# New Tool



## Larry (Dec 2, 2010)

I saw these canine augers online last year, but trapping out west in frozen sand my pick/hammer worked perfect till I broke the fiberglass handle. (yep its fixed now with a 3/4 pipe handle! HA!

Last week I broke down and committed to buy one. However I ran into a snag, allot of trapping suppliers would not guarantee their auger in frozen soil. After 1/2 dozen phone calls, I found one a company would say would work in frozen soil. I asked soil like ice...reply was 'YES" .

We'll see. BTW I don't have a 1/2" battery powered drill so I'll be using my tent generator with extension cord and regular drill. No point in going hog wild and dropping $200 on a good drill till this auger has proven itself with a dozen sets or more.

If this works like they have a bigger auger I can get that will make a trap depression in in one shot.
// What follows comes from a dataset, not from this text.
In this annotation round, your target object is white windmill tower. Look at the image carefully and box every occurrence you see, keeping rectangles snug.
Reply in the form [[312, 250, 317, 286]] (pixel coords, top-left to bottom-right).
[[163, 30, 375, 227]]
Also I may start using more earth anchors if this thing works. No driving stakes anymore if my idea works right with earth anchors. My plan is Ill just drill a hole and i'll squirt a little water in the hole and freeze it down. Or backfill with soil and add water on top.


----------



## pokeyjeeper (Sep 5, 2013)

Sweet keep us posted I'm tired of beating through frozen ground making sets Watch out if that catches it may tie you up in a knot


----------



## 220swift (Mar 2, 2011)

should work fine, like pokey said, be careful.............


----------



## pokeyjeeper (Sep 5, 2013)

Larry how did this work for you


----------



## Larry (Dec 2, 2010)

Pokey...never had a chance to use it.


----------



## pokeyjeeper (Sep 5, 2013)

Ok cool just wondering if it worked out for you


----------